Thanks for your response,

one of the things that does worry me is getting undesirables, not saying that all students typically leave places looking like "shitpits" but many student houses I have seen end up looking like this.  Whats some advice you have for avoiding this sort of scenario?


----------



## Fishbone Jones (17 May 2010)

Stymiest said:
			
		

> Thanks for your response,
> 
> one of the things that does worry me is getting undesirables, not saying that all students typically leave places looking like "shitpits" but many student houses I have seen end up looking like this.  *Whats some advice you have for avoiding this sort of scenario?*



Don't rent to students period. Why bother even taking the chance. If that is the only demographic that you can rent to, you have a problem. If it's not, don't even make them a consideration.


----------



## Bzzliteyr (17 May 2010)

I actually had this conversation a few times in the past weeks...

One of the cpls here has two triplexes.  He told me some very interesting horror stories as I am looking to rent my home when I am posted next month.

My other friend (who rents multiple places) suggested a very thorough interview process including background and employment checks.  I was even given some forms to use to initiate the process with potential renters.

I will be renting my place at the Montreal average and it should bring in some good cash.  I plan on chatting with a real estate accountant as from what I understand there are tax breaks related to vacating a residence due to posting.  

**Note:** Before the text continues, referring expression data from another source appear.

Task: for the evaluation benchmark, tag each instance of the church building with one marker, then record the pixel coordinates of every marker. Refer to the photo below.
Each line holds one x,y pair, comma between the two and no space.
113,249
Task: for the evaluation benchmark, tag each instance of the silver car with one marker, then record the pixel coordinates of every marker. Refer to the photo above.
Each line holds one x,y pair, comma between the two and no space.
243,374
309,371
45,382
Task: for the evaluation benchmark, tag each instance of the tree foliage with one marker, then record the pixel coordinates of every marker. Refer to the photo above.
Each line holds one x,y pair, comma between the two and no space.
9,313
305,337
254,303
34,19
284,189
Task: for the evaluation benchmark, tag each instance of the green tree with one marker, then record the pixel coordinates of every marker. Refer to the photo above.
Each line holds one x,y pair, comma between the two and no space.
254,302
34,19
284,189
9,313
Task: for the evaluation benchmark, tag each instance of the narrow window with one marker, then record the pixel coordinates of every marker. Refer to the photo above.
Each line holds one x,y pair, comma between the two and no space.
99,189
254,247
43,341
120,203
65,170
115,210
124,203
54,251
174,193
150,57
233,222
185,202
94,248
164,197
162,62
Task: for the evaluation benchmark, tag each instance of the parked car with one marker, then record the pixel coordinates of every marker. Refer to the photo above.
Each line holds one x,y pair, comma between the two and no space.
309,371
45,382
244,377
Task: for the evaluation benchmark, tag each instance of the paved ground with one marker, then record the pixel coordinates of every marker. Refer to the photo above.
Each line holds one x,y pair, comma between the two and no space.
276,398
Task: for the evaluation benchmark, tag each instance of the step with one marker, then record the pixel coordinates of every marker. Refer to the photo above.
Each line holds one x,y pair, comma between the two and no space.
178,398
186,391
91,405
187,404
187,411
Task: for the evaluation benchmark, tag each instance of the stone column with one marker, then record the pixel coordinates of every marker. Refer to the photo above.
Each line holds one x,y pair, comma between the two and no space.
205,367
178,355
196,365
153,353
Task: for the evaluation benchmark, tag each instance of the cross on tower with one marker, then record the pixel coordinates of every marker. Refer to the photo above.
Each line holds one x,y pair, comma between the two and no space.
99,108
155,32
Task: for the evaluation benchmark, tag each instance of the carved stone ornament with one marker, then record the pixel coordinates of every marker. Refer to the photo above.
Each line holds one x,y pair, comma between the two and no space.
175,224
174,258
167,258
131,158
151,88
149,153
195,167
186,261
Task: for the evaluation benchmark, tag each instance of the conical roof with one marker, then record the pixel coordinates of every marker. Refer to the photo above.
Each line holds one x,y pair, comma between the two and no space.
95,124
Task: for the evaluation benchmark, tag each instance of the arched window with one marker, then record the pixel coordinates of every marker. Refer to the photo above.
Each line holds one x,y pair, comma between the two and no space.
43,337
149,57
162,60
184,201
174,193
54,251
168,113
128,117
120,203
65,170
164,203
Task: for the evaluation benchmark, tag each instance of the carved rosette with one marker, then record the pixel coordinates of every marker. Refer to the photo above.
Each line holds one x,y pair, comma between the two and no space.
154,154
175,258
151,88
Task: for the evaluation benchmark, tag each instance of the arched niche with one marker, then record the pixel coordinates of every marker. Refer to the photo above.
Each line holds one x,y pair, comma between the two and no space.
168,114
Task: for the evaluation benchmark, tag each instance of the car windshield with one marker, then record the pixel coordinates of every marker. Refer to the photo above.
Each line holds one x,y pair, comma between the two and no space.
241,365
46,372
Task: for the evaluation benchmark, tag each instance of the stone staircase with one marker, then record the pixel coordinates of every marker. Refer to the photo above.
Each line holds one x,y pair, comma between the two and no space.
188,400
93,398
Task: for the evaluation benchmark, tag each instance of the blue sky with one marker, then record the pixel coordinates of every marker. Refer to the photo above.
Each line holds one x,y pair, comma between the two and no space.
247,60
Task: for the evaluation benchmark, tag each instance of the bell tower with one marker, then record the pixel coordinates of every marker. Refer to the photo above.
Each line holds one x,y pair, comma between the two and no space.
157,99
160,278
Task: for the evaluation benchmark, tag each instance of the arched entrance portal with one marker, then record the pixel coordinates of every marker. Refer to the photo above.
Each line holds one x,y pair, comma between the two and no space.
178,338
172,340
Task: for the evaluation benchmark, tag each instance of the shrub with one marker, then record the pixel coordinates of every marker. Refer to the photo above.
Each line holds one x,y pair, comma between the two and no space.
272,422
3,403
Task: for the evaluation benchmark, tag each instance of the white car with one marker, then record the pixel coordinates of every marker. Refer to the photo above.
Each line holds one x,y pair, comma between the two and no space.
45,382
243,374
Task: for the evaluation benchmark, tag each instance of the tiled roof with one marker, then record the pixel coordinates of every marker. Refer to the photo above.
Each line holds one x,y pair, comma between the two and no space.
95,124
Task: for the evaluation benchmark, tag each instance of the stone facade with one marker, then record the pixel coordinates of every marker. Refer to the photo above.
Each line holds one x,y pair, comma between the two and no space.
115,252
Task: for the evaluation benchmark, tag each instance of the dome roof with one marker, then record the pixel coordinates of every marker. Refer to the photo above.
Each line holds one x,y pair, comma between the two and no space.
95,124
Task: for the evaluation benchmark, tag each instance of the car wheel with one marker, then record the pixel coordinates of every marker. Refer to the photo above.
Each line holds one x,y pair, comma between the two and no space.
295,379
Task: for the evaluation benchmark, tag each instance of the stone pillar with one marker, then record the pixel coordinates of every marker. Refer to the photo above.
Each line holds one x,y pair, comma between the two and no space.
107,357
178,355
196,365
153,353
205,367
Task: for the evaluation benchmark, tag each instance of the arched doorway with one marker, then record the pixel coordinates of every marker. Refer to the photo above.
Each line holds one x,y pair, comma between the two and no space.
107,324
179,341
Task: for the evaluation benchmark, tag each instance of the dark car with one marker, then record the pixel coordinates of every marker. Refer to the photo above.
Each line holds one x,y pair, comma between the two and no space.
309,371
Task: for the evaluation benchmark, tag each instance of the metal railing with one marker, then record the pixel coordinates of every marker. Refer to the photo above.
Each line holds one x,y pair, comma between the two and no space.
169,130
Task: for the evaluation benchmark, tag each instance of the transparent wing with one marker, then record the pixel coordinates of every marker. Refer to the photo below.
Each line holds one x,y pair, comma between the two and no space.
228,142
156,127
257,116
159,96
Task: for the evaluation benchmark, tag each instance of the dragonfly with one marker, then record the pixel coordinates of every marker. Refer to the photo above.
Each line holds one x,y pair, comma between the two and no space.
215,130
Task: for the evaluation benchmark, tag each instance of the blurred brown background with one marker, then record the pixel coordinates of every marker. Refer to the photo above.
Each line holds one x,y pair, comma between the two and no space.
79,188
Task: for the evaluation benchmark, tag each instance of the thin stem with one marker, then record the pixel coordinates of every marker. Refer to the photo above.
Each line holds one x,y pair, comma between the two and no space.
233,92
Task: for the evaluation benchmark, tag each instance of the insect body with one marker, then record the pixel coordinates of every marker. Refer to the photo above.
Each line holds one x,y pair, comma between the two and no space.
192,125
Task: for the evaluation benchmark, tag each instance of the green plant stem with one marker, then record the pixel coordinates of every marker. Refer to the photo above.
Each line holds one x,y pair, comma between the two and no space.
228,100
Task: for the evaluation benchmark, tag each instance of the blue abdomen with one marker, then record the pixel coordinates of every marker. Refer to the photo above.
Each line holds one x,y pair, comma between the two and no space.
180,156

I know there is something about being able to use rent to pay off the mortgage and not pay taxes on it or something like that, like I said, I need to get informed.


----------



## Fishbone Jones (17 May 2010)

I don't know what it costs, but I've heard it's not much in the long run, to get a property management firm to look after the place and keep an eye on the tenants. It can probably be arranged through whoever holds the mortgage, as they have a vested interest in the condition and market value of the property anyway.

Like I said, I don't have a clue about it, but it certainly seems to be a viable option.


----------



## Task (17 May 2010)

A few points I have experienced:

1) Get a good property manager. Some property managers will call an electrician to change a lightbulb, a $60 lightbulb.??

2) Rent to military people if possible. You know where to get a hold of them and "generally" will not be fired while you are renting to them. If IR comes back you can charge HIGH rate for your Rent. Ie Petawawa $1900/month

3) When you create your contract(s) be specific on what you want. Ie no pets/smoking.

4) Be aware that every province has different tenant acts. In Ontario you can NOT ask for a damage deposit. And the max you can raise the rent per year is 3%.

5) If you are using the home as an income property, make sure your mortgage rate is high as you can get it. This is because you will get that money back in taxes. If you want more info on that pm me.

6) When (if) you sell the home you will be taxed on the profit you made compared to when you bought the home. Ie you bought for 100,000 and sold at 110,000, you would get taxed at 10,000 capital gains.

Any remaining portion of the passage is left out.